Anadolu toplumunda; sofraya “tergi” denilirdi. Yemek kırıntılarının yere saçılmaması için önce odanın ortasına geniş “sofra örtüsü” denilen, bu günün masa örtüsü yerine geçen örtü yayılırdı.

Onun üzerine 40 cm yükseklikte bir altlık yerleştirilir, onun üzerine de sini konulurdu. Bakır, pirinç gibi malzemelerden yapılan sinilerin yanı sıra buğday ve çavdar sapından örülmüş sinilerde kullanılırdı. Eskiden tahtadan yapılmış kullanılırken, bu kaşıkların yerini zamanla madeni olanlara bırakmıştır. Yufka ile yeme dışında, elle yeme alışkanlığı yoktu. Hatta bazı topluluklarda elin yemeğe bastırılması uygun görülmezdi. Yufka nemlendirildikten sonra katlanarak sininin veya sofra örtüsünün üzerine yerleştirilir.


Sofraya büyükler bağdaş kurarak, kadınlar ve gençler de genellikle diz üstü otururlardı. Oturanların dizlerine tüm sofrayı dolanabilen ve peçete yerine kullanılan dar bu örtüler evlerde dokunurdu.
Sofra düzeninde; su testisi sofranın kenarında genellikle baba veya annenin oturduğu tarafa yakın konurdu. Testiye uygun toprak bardaklar kullanılmaktayken; günümüzde bunların yerini cam bardaklar aldı.

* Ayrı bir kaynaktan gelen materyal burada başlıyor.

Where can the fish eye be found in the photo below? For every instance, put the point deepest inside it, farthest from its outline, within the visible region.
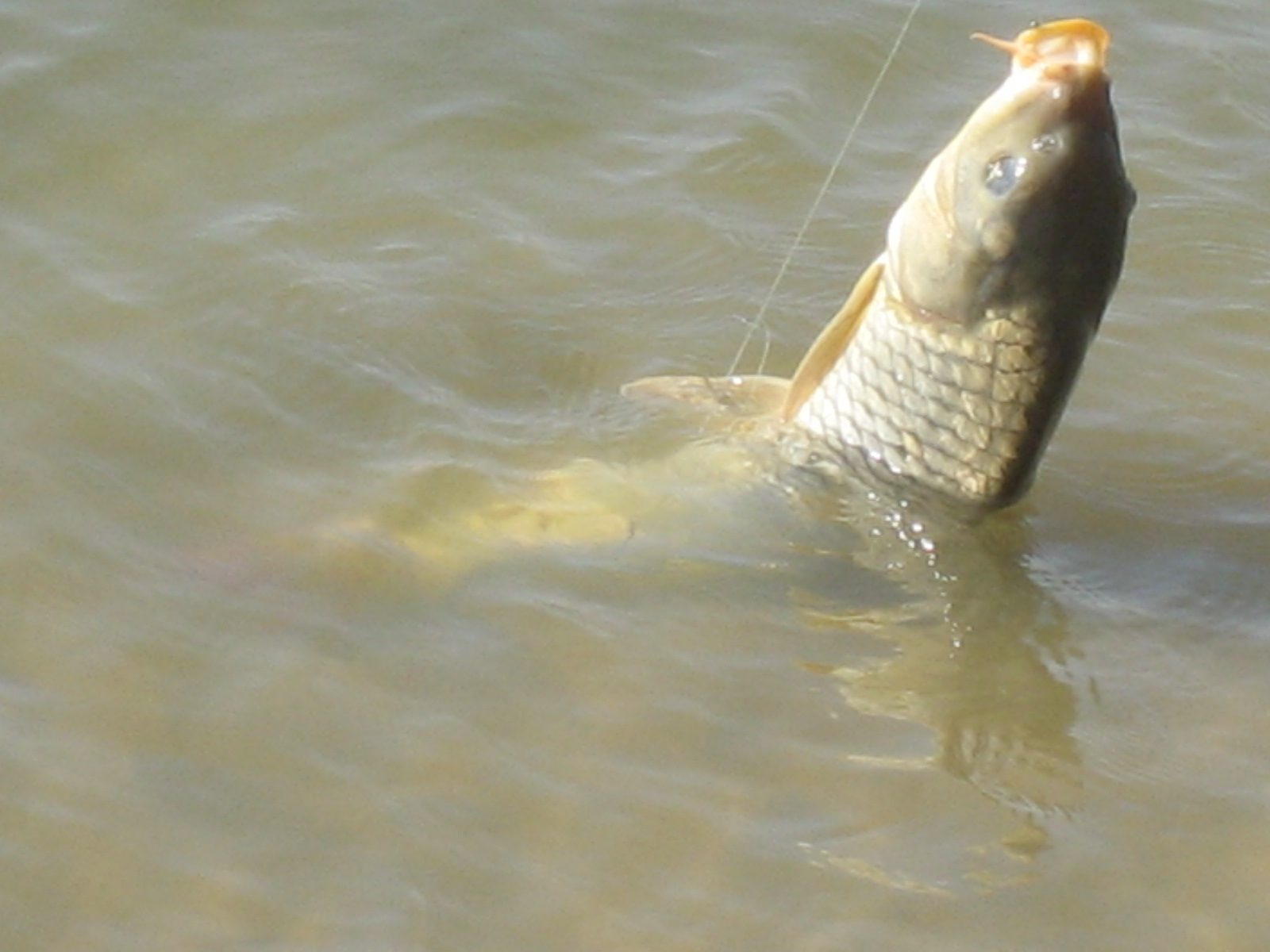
(1003, 173)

Sofraya önce çocuklar getirilirdi. Oturanlar aynı tabaktan kendi kaşıklarıyla çorbayı içerler, arkasından diğer yemekler büyük servis tabaklarının içerisinde sofraya getirilir ve oturanlar kendi kaşıkları ile kendi önünden yemek zorundaydı.

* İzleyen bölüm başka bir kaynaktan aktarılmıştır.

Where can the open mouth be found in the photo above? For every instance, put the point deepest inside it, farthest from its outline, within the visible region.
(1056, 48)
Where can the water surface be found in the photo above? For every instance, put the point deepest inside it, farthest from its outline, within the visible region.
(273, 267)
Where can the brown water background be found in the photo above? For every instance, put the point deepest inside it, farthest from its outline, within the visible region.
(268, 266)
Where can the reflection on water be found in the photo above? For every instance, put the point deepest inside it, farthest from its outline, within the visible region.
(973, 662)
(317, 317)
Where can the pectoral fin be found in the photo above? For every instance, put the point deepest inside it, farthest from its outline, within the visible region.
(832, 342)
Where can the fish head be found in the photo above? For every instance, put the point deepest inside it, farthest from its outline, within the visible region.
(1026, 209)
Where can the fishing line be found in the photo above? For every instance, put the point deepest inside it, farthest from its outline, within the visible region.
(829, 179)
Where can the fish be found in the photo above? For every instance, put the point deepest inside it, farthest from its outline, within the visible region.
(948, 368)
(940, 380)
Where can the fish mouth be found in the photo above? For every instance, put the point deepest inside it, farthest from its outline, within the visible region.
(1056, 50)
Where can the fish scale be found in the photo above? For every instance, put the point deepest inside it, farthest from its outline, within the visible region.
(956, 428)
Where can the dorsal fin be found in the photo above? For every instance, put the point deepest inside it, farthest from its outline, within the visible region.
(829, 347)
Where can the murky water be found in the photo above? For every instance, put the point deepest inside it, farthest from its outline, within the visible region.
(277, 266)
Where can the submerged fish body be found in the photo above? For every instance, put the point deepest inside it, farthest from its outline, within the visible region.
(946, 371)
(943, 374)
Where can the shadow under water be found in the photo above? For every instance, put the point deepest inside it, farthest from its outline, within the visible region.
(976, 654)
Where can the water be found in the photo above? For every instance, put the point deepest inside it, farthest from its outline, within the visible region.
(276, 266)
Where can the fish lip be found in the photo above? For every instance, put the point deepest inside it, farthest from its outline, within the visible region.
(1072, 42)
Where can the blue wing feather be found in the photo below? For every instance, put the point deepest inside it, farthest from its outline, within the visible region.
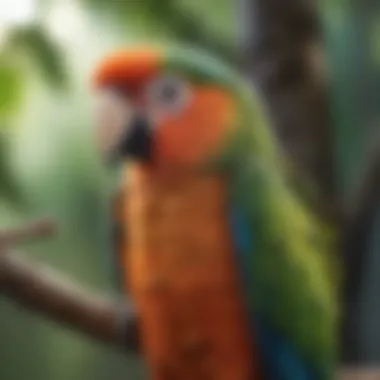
(280, 361)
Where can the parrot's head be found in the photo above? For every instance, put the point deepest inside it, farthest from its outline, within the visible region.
(166, 107)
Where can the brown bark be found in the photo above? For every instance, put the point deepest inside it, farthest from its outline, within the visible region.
(42, 290)
(285, 59)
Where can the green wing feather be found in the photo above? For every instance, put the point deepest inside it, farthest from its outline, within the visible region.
(292, 266)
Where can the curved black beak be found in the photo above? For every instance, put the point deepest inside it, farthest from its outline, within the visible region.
(136, 142)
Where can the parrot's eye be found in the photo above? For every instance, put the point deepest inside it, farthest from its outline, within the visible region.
(169, 94)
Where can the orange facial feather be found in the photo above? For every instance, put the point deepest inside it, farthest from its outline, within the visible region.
(128, 68)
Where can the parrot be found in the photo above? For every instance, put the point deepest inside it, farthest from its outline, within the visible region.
(226, 265)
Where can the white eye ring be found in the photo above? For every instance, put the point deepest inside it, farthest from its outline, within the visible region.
(169, 93)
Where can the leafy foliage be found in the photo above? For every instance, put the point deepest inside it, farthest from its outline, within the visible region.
(35, 43)
(179, 20)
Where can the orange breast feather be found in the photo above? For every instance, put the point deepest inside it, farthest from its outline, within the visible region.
(179, 261)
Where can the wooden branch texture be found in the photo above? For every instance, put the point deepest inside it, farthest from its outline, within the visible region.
(40, 289)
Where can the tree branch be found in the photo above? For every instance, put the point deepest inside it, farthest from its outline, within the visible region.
(42, 290)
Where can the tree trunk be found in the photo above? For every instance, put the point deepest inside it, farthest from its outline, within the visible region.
(281, 41)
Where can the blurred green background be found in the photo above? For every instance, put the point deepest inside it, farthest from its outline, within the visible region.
(50, 167)
(47, 51)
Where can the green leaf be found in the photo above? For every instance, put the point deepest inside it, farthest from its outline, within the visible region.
(10, 189)
(11, 89)
(36, 43)
(180, 21)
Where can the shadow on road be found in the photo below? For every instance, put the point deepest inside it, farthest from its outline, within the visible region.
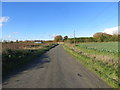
(33, 64)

Yemek ister kaşıkla, ister yufka ile olsun genellikle sağ elle yenilirdi.


Yemeğe besmele ile başlanır, sofradaki büyük başlamadan küçükler yemeğe başlamazdı. Günümüzde, yer sofraları kırsal kesimde halen kullanılmaktadır.
Anadolu yemek kültüründe ekmek kutsal kabul edilirdi. Yere düşmüş ekmek parçası öpülüp başa konarak hayvanlara verilmek üzere kaldırılırdı.
Günümüzde bile ekmeği çöpe atma yerine, hayvan besleyenlerin alması için ayrı torbalarda bırakmakta bu inancın rolü olsa gerek. Sofrada artık bırakmak uygun görülmezdi. Tabakta yemek bırakıldığında “arkadan ağlar” denmesi, Anadolu toplum geleneğindeki yemek israfının ne denli olumsuz görüldüğünü açıklayan başka bir örnektir.
Anadolu Mutfağı, Türkiye’de yaşamış olan değişik etnik toplulukların etkisiyle zamanla gelişmiş ve zenginleşmiştir.
Günümüzde belirli yöreye ait olan bir yemek, aynı adla veya değişik adlarla başka yörelerde de yapılmaktadır.
Belirli bir yemeği belirli bir etnik topluluğa mal etmemek gerekir diye düşünüyorum.
Sebzelerin bazıları Anadolu mutfağımıza sonradan girmiş olmalarına karşın, günümüzde yemeklerin bileşiminde geniş şekilde yer almaktadırlar. Sebzeler genelde küçük parça et ve kıyma ile birlikte yemeklerin bileşiminde yer alır. Kıyma ve pirinç (veya bulgur) ile yapılan sebze dolmaları, sarmaları, karnıyarık, musakka ve oturtmalar günümüzde sıklıkla hazırlanan  yemeklerdir.
Küçük parça et ve sebze karışımı yemekler, “kebap” (patlıcan kebabı, orman kebabı vs)ya da sadece “etli sebze yemeği” (etli taze yada kurufasulye, etli patates, etli nohut gibi) adını taşıyan bu yemekler; Anadolu yemek kültürü sofralarında  en  fazla  yer alanların arasındadır.